This repository contains the code that was used to compute the Hecke operators presented in the article Automorphic Forms on Feit's Hermitian Lattices (N. Dummigan and S. Schönnenbeck, 2019, preprint). The implementation depends on the 'forms'-package of Markus Kirschmer's which can be found on his homepage (see 'Magma-packages'). Anybody is welcome to use these algorithms for their own research as long as the relevant articles are cited.
Overall the usability is subpar since most of the algorithms were written for one time use. Nevertheless, we believe them to be of general interest. Use at your own risk.
Start any computation by attaching the 'forms'-package:
AttachSpec("path/to/lat.spec");
To construct the 20 unimodular lattices from Feit's original article ("Some lattices over Q(sqrt(-3))", W. Feit, J. Alg., 1978) simply call
load "path/to/Magma/FeitLattices.m";
This will construct a list 'Unimod12' containing the Hermitian lattices in question in the exact order we consider in our article. In addition some intermediate results are constructed, e.g. you will get lists
Lat6, Lat8, Lat9, Lat10, and Lat11
containing the indecomposable unimodular lattices in dimension 6, 8, 9, 10, and 11, respecitvely.

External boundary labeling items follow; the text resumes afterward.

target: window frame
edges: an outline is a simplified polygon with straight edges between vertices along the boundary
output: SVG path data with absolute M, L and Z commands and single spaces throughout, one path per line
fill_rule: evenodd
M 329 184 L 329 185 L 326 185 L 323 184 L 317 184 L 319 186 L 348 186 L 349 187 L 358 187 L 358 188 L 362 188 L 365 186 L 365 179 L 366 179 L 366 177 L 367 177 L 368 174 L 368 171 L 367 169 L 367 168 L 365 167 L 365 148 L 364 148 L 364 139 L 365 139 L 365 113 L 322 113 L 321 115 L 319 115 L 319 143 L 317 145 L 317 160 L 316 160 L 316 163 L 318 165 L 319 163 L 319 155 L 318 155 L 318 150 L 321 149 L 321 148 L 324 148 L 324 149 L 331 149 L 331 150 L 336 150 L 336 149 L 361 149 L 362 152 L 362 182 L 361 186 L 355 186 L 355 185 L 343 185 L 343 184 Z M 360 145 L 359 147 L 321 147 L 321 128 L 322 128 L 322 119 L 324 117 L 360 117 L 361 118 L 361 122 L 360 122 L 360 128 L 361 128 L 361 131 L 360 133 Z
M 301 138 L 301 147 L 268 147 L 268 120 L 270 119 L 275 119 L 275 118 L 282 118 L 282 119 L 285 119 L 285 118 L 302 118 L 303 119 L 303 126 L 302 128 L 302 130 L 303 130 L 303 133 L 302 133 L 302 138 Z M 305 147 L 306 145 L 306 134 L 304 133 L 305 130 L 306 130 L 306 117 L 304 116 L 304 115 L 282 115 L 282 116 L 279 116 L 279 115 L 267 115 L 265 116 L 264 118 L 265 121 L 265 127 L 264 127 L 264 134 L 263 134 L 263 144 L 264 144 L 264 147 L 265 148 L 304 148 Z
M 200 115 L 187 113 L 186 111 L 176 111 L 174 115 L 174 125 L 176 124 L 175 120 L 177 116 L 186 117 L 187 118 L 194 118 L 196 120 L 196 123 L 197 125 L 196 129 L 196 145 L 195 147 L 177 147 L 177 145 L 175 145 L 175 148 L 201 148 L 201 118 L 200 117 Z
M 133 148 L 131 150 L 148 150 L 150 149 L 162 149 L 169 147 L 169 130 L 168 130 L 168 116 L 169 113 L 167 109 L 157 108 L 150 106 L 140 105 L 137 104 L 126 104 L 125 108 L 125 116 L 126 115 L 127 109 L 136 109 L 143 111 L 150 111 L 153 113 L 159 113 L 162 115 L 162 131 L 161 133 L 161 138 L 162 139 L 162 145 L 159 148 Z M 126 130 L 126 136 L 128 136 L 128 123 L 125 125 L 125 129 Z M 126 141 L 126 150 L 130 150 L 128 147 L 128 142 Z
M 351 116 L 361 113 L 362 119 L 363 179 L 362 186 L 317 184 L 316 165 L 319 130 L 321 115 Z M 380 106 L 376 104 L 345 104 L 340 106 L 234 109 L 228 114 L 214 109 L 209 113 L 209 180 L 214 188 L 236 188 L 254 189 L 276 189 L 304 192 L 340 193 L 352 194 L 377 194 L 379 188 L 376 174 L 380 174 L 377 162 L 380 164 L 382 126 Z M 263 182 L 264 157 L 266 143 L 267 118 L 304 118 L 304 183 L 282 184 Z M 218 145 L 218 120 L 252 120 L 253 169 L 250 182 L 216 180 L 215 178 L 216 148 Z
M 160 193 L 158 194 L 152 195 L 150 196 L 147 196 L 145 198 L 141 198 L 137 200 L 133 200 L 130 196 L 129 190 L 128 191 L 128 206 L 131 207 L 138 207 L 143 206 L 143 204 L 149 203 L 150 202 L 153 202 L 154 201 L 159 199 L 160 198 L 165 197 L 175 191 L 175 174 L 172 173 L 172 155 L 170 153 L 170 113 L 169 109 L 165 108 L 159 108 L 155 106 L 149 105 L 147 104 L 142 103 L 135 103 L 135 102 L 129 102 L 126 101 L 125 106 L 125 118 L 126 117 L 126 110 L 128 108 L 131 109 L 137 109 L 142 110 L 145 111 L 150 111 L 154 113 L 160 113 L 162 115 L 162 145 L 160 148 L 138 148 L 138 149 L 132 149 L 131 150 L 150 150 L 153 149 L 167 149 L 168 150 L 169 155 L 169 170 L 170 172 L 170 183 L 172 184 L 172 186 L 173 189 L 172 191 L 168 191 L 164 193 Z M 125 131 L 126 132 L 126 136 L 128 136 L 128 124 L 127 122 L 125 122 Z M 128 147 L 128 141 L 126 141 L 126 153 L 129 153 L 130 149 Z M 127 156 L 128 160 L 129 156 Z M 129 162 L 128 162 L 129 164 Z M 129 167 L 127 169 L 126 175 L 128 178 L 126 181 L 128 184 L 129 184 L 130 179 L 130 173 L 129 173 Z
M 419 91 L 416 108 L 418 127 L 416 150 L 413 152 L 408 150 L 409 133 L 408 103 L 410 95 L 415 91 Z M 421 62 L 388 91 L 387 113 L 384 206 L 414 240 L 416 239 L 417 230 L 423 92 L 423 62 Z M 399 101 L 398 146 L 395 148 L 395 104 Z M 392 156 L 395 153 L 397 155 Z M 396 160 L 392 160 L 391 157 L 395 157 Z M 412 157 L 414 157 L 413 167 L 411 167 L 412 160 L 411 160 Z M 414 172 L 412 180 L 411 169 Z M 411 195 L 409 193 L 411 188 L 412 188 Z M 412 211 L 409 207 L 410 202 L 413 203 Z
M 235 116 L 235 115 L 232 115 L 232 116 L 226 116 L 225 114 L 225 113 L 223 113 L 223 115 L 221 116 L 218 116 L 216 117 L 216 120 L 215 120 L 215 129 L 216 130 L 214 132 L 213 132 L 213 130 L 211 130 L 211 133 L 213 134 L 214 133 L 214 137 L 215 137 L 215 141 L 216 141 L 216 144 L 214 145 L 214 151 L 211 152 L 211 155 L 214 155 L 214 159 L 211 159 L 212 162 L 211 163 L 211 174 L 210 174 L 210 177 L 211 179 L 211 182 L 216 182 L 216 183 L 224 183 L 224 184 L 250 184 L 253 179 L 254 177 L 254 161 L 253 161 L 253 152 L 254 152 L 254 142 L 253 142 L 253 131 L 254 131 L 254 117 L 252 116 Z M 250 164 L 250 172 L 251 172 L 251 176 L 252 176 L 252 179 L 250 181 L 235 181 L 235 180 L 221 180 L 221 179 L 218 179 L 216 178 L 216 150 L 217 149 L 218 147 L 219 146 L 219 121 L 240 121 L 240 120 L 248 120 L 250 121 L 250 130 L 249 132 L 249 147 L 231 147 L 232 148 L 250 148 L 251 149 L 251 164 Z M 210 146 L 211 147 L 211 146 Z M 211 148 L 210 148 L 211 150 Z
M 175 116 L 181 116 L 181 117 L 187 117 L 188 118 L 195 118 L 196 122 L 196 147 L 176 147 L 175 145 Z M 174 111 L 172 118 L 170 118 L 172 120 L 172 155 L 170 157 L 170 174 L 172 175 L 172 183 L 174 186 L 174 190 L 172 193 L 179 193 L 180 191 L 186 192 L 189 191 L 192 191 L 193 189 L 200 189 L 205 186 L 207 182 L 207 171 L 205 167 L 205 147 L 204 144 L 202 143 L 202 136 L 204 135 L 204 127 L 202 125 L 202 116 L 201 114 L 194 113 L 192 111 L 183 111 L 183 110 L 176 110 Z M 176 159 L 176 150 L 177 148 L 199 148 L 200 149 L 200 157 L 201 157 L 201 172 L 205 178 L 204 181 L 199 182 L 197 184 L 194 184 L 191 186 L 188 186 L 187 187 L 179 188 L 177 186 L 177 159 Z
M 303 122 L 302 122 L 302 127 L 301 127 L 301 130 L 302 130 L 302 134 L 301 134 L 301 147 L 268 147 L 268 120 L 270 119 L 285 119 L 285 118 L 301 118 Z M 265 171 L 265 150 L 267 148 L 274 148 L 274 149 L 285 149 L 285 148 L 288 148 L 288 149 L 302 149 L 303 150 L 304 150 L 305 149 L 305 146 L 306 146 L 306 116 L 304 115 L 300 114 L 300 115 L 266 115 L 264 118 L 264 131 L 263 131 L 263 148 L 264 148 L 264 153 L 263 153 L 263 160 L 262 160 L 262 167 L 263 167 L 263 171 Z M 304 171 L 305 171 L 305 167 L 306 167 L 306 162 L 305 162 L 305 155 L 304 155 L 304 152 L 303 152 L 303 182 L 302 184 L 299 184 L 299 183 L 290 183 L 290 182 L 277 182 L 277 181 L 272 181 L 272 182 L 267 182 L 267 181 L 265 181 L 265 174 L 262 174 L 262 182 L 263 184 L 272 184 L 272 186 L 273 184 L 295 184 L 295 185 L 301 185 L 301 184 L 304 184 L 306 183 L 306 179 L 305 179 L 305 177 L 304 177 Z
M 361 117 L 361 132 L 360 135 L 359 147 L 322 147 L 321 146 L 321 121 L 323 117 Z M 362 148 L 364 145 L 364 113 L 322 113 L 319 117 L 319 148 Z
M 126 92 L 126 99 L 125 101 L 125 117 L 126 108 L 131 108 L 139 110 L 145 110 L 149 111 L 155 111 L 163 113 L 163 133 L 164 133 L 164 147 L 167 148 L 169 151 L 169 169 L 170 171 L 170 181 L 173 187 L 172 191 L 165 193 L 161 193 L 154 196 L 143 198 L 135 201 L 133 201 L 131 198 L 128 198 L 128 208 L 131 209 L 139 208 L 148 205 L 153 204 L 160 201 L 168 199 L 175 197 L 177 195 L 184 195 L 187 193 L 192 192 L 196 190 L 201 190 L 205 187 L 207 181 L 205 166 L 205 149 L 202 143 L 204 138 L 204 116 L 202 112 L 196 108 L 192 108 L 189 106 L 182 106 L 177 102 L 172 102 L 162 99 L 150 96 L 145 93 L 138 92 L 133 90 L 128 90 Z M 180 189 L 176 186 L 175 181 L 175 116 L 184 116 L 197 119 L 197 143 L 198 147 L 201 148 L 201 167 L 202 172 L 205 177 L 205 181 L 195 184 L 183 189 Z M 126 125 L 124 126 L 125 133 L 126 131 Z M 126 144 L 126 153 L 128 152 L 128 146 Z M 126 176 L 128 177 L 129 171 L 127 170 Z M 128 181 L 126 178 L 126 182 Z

For computing Hecke operators call
load "path/to/Magma/Hecke.m";
This provides you with two functions
IntertwiningOperator(GenusOfL, P);
HeckeOperator(L,P);
The first one takes as argument a list of representatives of a genus of lattices and an ideal P and computes the intertwining operator S_P (see Proposition (3.5) of the article) as well as a list of representatives of the corresponding secondary genus of lattices. These can be used in a straightforward manner to compute the Hecke operator of the genus at the prime P. However, we also provide a convenience function 'HeckeOperator' that takes only a lattice L and a prime P and computes (in this order):
- The neighbouring operator of the genus of L at P
- The intertwining operator S_P
- The corresponding operator S_P'
- Representatives for the genus of L
- Representatives for the corresponding secondary genus
It is the user's responsibility to check that the conditions of Proposition (3.5) are fulfilled when using these functions as they will also run in other cases in which the results cannot be trusted.
The function 'HeckeOperator(L,P)' can be made quite a bit faster if we already know as system of representatives of the genus of L (or the second genus) and the corresponding automorphism groups. It should be relatively easy to adjust the code accordingly.
It is highly likely that these algorithms contain bugs. In case you find one please feel free to let me know or - if you manage to fix it yourself - to submit a pull request.